Не могу сказать, что между нами была подлинная близость, для этого я должен был бы давать Анабел то, что она давала мне так просто и естественно; например, если бы я приводил ее к себе домой и между нами возникло бы что-то вроде равенства партнеров, но я продолжал относиться к ней, как постоянный клиент относится к публичной женщине. Я тогда не думал о том, о чем думаю сейчас, а именно что Анабел ни разу не упрекнула меня в том, что я держу ее на обочине своей жизни; она считала, видимо, что таковы правила игры, которая не исключала некоего подобия дружбы, — надо же было чем-то заполнять промежутки времени вне постели, а это всегда самое трудное. Анабел не слишком интересовалась моей жизнью, ее редкие вопросы сводились к чему-нибудь вроде: «У тебя в детстве был щенок?» или «Ты всегда так коротко стригся?» Я уже был достаточно посвящен в ее отношения с Долли и Маручей и вообще во все, что составляло жизнь Анабел, она же не знала обо мне ничего, и ей не важно было, что у меня есть сестра или, например, двоюродный брат, который был оперным баритоном. С Маручей я познакомился еще раньше, тоже переводил ей письма, и порой мы ходили с ней и с Анабел в кафе «Кочабамба», чтобы вместе пропустить по стаканчику пива (импортного). Из писем Вильяму, которые я переводил, я знал о ссоре между Маручей и Долли, но то, что я позже назвал «историей о пузырьке с ядом», тогда выглядело как-то несерьезно, во всяком случае до поры до времени, а тогда впору было только смеяться над подобным простодушием (я уже говорил о простодушии Анабел? Меня тошнит перечитывать этот дневник, который все меньше и меньше помогает мне в написании рассказа), а дело было в том, что Анабел, которая была с Маручей не разлей вода, рассказала Вильяму, что Долли переманивает у Маручи лучших клиентов, типов с деньгами, среди которых был даже сын комиссара полиции, прямо как в танго, создает Маруче невыносимую жизнь, во всяком случае в Чемпе, и повсюду треплется о том, что у Маручи выпадают волосы и проблемы с зубами и что в постели она тоже не того, ну и т.д. и т.п. Обо всем этом Маруча жаловалась Анабел, мне — в меньшей степени, поскольку мне она не настолько доверяла, я был всего-навсего переводчик, и на том спасибо, правда, как передала мне Анабел, Маруча считала меня чем-то необыкновенным: ты так все здорово переводишь, кок с того французского судна даже стал присылать больше подарков, чем раньше, Маруча думает, это потому, что ты так здорово пишешь про чувства.

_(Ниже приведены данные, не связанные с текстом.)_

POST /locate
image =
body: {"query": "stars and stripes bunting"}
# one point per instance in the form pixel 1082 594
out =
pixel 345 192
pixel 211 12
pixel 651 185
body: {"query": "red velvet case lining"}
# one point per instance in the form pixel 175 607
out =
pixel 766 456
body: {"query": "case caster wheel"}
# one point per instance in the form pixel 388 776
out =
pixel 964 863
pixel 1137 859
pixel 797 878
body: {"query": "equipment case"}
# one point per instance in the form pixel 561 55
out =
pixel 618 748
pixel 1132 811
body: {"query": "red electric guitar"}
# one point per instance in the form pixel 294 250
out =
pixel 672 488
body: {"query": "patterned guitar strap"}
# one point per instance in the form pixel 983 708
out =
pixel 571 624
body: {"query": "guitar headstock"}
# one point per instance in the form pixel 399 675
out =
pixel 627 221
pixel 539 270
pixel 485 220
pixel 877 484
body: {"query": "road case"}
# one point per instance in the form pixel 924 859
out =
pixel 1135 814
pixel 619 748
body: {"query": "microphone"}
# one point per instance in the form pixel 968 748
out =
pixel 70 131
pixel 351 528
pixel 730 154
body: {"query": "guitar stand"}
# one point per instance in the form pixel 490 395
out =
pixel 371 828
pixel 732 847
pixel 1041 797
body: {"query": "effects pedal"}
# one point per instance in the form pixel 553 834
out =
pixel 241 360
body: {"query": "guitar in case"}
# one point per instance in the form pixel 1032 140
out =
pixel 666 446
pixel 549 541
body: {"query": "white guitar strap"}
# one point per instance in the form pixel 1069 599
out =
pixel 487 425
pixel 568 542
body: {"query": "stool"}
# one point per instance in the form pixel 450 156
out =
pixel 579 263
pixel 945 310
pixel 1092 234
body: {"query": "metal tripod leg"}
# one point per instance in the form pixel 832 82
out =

— А тебе не стали присылать больше?

— Нет, че. Уверена, ты из ревности ничего такого не пишешь.

Так она говорила, и мы вместе смеялись. Вот так же, со смехом, она поведала мне о пузырьке с ядом, эта тема один или два раза мелькала в ее письмах к Вильяму, но я ни о чем ее не расспрашивал, мне нравилось, когда она рассказывала мне сама. Помню, она заговорила об этом, когда мы были у нее в комнате и открывали бутылку виски, после того как заслужили право промочить горло.

— Клянусь тебе, я остолбенела. Он всегда казался мне немного с приветом, может, потому, что я не всегда понимаю, что он говорит, но это он сказал так, что тут уж и я поняла. Конечно, ты его не знаешь, а вот если б ты видел его глаза, как у рыжего кота, и ему идет, выгляд у него вообще что надо, когда он сходит на берег, костюмчики у него будь здоров, здесь ни у кого такого не увидишь, — сплошная синтетика, это я тебе говорю.

— Так что он тебе сказал?

— Что в следующий раз привезет мне пузырек. Он нарисовал его на салфетке, а сверху пририсовал череп и кости. Представляешь?

— Представляю, но не понимаю, зачем все это. Ты говорила ему о Долли?


Еще от автора Хулио Кортасар
Игра в классики

В некотором роде эта книга – несколько книг…Так начинается роман, который сам Хулио Кортасар считал лучшим в своем творчестве.Игра в классики – это легкомысленная детская забава. Но Кортасар сыграл в нее, будучи взрослым человеком. И после того как его роман увидел свет, уже никто не отважится сказать, что скакать на одной ножке по нарисованным квадратам – занятие, не способное изменить взгляд на мир.


Аксолотль

В книге рассказывается история главного героя, который сталкивается с различными проблемами и препятствиями на протяжении всего своего путешествия. По пути он встречает множество второстепенных персонажей, которые играют важные роли в истории. Благодаря опыту главного героя книга исследует такие темы, как любовь, потеря, надежда и стойкость. По мере того, как главный герой преодолевает свои трудности, он усваивает ценные уроки жизни и растет как личность.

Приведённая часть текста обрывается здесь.